High-energy physics (HEP) experiments have developed millions of lines of code over decades that are optimized to run on traditional x86 CPU systems. The CCE Portable Parallelization Strategies (PPS) team is helping to 1) define strategies to prioritize codes to parallelize and 2) determine how to parallelize these codes in a portable fashion so that the same code base can run on multiple architectures with few or no changes. The PPS team will investigate using Kokkos, SYCL, OpenMP, std::execution::par and Alpaka as potential portability solutions using several representative use cases from DUNE, LHC ATLAS and CMS experiments, listed below.
Wirecell: The Wire-Cell Toolkit is a C++ software library for the simulation, signal processing, reconstruction and visualization of Liquid Argon Time Projection Chamber (LArTPC) detectors for neutrino experiments, such as the planned Deep Underground Neutrino Experiments (DUNE). It follows the data-flow programming paradigm and has a modular design which allows us to investigate portable parallelization strategies for different components of the workflow separately. We are currently working on the LArTPC signal simulation module in Wire-Cell, and will add signal processing to our investigations in the future. We first ported the key computational kernels to NVIDIA GPUs using CUDA as a baseline, and have since implemented key simulation steps in Kokkos such that the same code can run on multi/many-core CPUs, NVIDIA GPUs and AMD GPUs.
FastCaloSim: FastCaloSim is a component of the ATLAS Fast Calorimeter Simulation toolchain. It performs a parameterized simulation of the Liquid Argon Calorimeter instead of a full Geant4 based particle simulation. A significant fraction of this component’s workload can be executed on a GPU, and its small code size and standalone nature make it a prime testbed for code portability studies. FastCaloSim has been ported to CUDA, Kokkos, and SYCL. Kokkos backends on NVIDIA, AMD and Intel GPUs, as well as host parallel devices, have all been benchmarked. An std::par version is currently being developed.

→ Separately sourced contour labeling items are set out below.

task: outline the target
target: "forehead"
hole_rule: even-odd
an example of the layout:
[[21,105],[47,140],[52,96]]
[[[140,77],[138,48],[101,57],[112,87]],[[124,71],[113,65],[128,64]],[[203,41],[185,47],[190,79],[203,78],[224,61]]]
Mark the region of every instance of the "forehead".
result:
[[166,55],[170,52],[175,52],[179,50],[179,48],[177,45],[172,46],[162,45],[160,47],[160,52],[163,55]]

ACTS: ACTS (A Common Tracking Software) is a detector and experiment independent particle tracking toolkit for High Energy Physics. It provides high-level track reconstruction modules that can be used for any tracking detector, allowing different experiments to share a common code base, needing only to specialize detector and magnetic field descriptions. A workflow that is intended to run end-to-end on GPUs is being developed, which links modules that perform hit clustering, track seeding, and track following. Currently only CUDA and some SYCL versions of the modules exist, but we envision porting the full toolchain to Kokkos.
Patatrack: The CMS Heterogeneous Pixel Reconstruction code pioneered offloading computations to GPUs in CMS data processing software (CMSSW). It was designed to do nearly all of the work from decoding the raw data of CMS’ pixel detector up to track and vertex reconstruction on a GPU. In this project the heterogeneous pixel reconstruction code, written originally in CUDA, was extracted into a standalone package and is used as a testbed for exploring code portability technologies. The corresponding code in CMSSW will be used at the CMS High Level Trigger in Run 3, and the standalone package closely mimics the most important aspects of CMSSW like the behavior of the framework and the build system. The pixel reconstruction code has been ported to Kokkos and HIP, and various versions have been benchmarked on x86 CPU and NVIDIA GPUs. Currently the performance of the Kokkos version is being improved, and getting the code to run on AMD GPUs via HIP and Kokkos is being worked on. We have also contributed to an Alpaka version of the code.
P2R: P2R (Propagate-to-r) is a standalone, light-weight mini app that performs the core computations of Kalman Filter-based track fitting. P2R is originally extracted from the fully vectorized CPU tracking application, called mkFit. With standalone input and simple program structure, it is currently the smallest code base among CCE-PPS applications which facilitates its porting into different portability solutions. Current implementations focus on comparison of offloading to NVIDIA GPUs via different technologies, such as CUDA, OpenACC, and std::par, with the plan to extend to other offloading targets and portability solution in near future.
RNGs: Following the FastCaloSim rewrite using the SYCL programming model, it was possible to target multiple vendors’ platforms using the DPC++ and hipSYCL compiler toolchains. This motivated extending the oneMKL open-source interfaces library -- used for generating random numbers in the SYCL-based implementation of FastCaloSim -- to support cuRAND and hipRAND through interoperability for execution on NVIDIA and AMD devices, respectively.